Table 4 Comparison of spectral clustering algorithms discussed in this survey
Fig. 6
figure 6

Range of computational complexity of spectral clustering algorithms. Black line represents O(n), blue line represents O(\(n^2\)) and red represents the highest possible complexity of O(\(n^3\)). Values in the y-axis (number of computations) have raised to 1 * \(e^6\)

The fast accelerating computational complexity against the increasing number of nodes and samples is one of the primary, if not the main, drawbacks of employing spectral clustering on large datasets.

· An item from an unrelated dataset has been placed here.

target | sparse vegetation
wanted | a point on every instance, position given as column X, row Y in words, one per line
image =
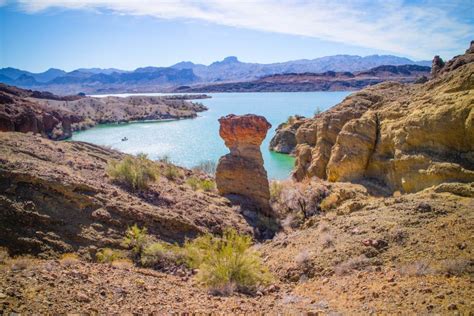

Scalability issues have been the key driving factor to investigate improved methods which lowers the the expense of spectral clustering algorithms down to O(n\(^{2}\)) or even O(n) [94].

The space (memory) complexity of spectral clustering algorithms are O(n\(^{2}\)), at its worst, to store the square adjacency matrix and perform further calculations within the same memory storage. When compared with other clustering algorithms, spectral clustering algorithms are as computationally expensive as the agglomerative clustering algorithm. However, with spectral clustering, the benefits further outweigh the expenses as we get a representation of the data points in the eigenspace which can be used for other tasks than spectral clustering e.g. visualization.

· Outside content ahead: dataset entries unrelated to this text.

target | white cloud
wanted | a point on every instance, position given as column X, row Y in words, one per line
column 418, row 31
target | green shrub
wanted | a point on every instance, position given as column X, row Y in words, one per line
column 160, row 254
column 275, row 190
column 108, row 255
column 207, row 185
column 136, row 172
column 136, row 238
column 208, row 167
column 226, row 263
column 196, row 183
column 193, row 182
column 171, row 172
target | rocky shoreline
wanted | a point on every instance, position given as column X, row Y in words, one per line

5.2 Applications of spectral clustering algorithms

The primary strength of spectral clustering lies in partitioning a graph containing nodes, whether this graph is created from pixel data of an image, vectors generated from texts or documents or abundance data of proteins in samples. In Table 4, a comprehensive overview of the applications of different spectral clustering algorithms is provided. We can also observe a correlation between the type of laplacian matrix used and the application areas in this case.

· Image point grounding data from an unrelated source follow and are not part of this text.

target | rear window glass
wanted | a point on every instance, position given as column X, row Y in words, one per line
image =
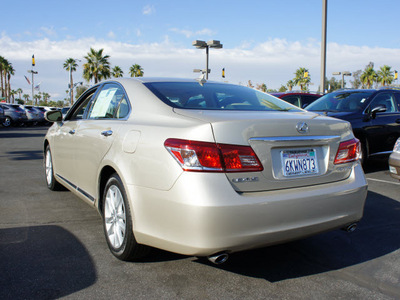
column 342, row 101
column 215, row 96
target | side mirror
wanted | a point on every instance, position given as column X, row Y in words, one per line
column 375, row 110
column 53, row 116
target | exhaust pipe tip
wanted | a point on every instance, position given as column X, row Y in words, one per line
column 218, row 258
column 351, row 227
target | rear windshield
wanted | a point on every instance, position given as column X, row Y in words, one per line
column 216, row 96
column 351, row 101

The initial spectral clustering algorithms, where the unnormalized Laplacian matrices were used to generate eigenvalues and eigenvectors, mainly were used for tasks such as parallel computing, sparse matrix partitioning, electronic chip design (VLSI—Very Large Scale Integration). The introduction of the normalized Laplacian, in algorithms such as the SM, NJW, and self-tuning proved successful in image segmentation and general-purpose data analysis [108]. Some algorithms have been designed to handle very specific tasks such as the Anchor algorithm is used for text and document categorization. Additionally, there has been progress in the application of spectral clustering in several other domains such as protein abundance, gene expression, and social network analysis. Such progress deserves attention to motivate further research in graph data and spectral clustering.

5.3 Future research scope

As discussed in the previous section, scalability is still a major challenge that faces spectral clustering and as a result is one of the the major scope of improvement in the domain of graph clustering. While parallelization of calculations using GPUs are already created huge positive differences along with substantial decrease in computational complexity of algorithms, one issue that still persists is the recalculation of all intermediate steps when new data points are introduced for clustering on an existing model. Spectral clustering using deep neural networks and graph neural networks overcome this issue and possibly there could be solutions which uses simpler models than neural networks to solve this issue.

Another promising direction of improvement could be heterogeneous node clustering. While it is quite straightforward to create similarity graphs from homogeneous node attributes or features, it is quite challenging to create similarity graphs from heterogeneous set of nodes containing varying node attributes or features. This could be addressed by improved methods of meta-path selection, cross-domain generalization techniques and incorporating external information for heterogeneous set of nodes.